But it wasn’t only her height. In later life Maeve put it plainly: ‘I was fat, and that was awful because when you’re young and sensitive, you think the world is over because you’re fat. I was also a bit lame.’ 14
Another of Maeve’s friends, the journalist Mary Kenny, who met Maeve a decade later, remembered her saying that as a teenager she always weighed ‘around 15 stone’.
Valerie recalled that she had to have her clothes specially made:
She had great difficulty in getting them to fit. I remember there was a dressmaker called Miss Creegan, who lived in an old farmhouse, an ancient, falling-down place called Honeypark, with her sister. She was a very eccentric lady. I remember her wallpaper was upside down on the walls, flowers growing down rather than up. And Maeve used to get her clothes made by this woman, because she couldn’t get anything off the peg to fit her.
At home the issue carried no stigma at all. Maureen did everything in her power not to make any concession to the idea that her daughter’s weight might be a problem.

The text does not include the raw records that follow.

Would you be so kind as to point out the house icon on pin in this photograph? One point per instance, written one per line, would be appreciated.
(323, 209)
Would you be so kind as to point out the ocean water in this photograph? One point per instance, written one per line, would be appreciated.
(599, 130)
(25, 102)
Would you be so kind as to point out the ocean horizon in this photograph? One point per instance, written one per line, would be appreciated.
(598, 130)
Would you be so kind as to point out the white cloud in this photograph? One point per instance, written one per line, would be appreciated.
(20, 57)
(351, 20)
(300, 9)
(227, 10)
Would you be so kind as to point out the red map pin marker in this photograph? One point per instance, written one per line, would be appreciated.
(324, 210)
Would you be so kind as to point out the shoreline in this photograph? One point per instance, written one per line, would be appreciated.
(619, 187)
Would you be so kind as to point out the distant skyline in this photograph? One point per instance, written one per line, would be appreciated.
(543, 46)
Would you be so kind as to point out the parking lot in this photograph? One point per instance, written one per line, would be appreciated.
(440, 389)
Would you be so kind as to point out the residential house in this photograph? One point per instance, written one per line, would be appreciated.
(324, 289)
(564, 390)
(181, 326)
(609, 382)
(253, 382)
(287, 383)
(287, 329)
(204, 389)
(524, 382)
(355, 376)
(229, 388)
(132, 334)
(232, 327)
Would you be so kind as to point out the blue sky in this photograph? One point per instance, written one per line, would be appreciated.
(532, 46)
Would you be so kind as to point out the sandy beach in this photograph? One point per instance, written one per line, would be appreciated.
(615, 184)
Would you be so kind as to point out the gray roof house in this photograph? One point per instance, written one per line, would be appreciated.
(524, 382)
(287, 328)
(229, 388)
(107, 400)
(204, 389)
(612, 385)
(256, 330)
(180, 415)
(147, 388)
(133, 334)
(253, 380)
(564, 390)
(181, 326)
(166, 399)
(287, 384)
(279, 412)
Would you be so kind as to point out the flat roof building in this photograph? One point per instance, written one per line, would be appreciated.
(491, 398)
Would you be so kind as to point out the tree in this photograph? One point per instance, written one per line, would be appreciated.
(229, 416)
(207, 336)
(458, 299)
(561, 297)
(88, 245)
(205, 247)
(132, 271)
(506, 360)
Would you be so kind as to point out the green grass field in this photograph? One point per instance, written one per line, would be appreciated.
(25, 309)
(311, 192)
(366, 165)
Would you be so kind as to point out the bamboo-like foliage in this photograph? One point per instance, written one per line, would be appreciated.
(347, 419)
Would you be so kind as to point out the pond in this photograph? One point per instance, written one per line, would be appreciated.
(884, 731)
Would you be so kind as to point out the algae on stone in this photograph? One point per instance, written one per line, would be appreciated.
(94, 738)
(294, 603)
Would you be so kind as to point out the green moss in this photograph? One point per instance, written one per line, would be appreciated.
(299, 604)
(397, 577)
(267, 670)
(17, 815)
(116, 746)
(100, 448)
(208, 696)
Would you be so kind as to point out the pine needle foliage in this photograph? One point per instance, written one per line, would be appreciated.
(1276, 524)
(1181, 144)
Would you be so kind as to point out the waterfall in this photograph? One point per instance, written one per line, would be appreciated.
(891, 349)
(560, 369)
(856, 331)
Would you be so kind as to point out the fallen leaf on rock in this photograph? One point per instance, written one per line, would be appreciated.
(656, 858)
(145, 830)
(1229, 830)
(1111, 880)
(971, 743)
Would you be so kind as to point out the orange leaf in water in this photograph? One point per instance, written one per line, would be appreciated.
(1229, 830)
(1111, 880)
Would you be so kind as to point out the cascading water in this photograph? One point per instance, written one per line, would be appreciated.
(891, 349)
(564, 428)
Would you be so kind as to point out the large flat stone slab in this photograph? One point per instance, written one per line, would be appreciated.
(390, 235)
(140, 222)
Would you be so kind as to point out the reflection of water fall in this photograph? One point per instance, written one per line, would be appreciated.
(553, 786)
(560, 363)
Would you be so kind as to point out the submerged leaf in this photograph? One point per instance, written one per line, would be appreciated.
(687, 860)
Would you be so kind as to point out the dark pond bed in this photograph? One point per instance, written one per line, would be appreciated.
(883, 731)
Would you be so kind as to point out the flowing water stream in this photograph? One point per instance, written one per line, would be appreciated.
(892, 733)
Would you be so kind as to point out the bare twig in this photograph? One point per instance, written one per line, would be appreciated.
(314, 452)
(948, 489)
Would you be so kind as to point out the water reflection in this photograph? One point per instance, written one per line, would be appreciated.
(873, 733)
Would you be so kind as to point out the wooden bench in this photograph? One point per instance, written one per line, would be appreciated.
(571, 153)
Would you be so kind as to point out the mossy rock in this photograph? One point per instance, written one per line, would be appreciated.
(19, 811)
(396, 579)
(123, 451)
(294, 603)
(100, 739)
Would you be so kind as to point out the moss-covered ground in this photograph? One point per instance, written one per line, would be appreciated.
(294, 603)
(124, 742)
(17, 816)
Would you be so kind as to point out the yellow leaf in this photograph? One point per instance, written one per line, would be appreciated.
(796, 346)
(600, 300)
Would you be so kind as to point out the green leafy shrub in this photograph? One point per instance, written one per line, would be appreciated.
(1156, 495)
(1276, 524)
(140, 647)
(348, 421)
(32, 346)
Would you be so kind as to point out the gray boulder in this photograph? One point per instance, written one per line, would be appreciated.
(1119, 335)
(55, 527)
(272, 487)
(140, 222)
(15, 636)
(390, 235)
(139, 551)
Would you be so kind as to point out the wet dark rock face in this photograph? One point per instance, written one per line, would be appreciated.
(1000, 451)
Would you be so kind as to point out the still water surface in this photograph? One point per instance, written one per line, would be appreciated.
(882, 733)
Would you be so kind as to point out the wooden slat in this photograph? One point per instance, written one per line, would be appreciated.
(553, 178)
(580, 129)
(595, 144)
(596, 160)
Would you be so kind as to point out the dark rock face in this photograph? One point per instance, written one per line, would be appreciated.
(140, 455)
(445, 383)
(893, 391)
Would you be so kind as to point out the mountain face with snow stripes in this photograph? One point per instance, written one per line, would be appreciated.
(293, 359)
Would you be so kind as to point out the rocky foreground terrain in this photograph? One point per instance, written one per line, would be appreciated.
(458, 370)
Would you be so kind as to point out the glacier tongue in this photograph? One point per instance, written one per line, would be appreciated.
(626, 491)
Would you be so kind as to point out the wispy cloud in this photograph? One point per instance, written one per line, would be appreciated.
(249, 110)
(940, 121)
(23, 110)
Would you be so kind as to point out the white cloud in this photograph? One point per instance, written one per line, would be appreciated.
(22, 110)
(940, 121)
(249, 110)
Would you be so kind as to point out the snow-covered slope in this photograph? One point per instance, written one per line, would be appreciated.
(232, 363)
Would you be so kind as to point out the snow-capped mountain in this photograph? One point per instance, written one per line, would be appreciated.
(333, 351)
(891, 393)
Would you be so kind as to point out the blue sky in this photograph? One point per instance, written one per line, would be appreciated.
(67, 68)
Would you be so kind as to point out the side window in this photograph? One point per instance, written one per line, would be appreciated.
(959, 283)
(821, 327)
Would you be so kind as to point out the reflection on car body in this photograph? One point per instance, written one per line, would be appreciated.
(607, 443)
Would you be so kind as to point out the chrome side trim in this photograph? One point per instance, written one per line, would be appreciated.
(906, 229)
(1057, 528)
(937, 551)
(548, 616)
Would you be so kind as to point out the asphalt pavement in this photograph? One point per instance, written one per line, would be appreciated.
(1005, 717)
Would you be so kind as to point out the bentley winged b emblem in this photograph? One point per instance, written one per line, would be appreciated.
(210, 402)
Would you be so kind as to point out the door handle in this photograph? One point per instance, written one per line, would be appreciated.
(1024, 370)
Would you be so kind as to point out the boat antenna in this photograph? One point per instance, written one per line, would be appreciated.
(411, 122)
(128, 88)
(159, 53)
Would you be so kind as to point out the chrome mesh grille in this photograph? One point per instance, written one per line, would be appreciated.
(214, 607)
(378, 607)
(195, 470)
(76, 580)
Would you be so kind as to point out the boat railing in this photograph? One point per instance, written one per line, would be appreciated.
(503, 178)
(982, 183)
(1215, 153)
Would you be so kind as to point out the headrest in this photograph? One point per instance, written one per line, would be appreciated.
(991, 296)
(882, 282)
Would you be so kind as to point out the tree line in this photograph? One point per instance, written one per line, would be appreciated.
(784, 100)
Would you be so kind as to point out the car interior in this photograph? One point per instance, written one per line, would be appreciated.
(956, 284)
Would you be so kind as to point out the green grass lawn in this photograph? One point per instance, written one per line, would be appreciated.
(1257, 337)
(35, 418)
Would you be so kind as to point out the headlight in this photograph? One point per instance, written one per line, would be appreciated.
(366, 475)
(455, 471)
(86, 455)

‘My best friend at school was Jillyann Metcalfe,’ said Patricia Hamilton,
and she was also a great friend of Maeve’s. She lived quite near her so they would play and go to each other’s houses – my house was in Carrickmines, considered the back of beyond in those days, so I didn’t go to Maeve’s house, but I remember Jilly saying to me, ‘Oh, you’d love to go to Maeve’s house because she has boxes of chocolates in every room and her mother puts them there just in case the children are hungry.’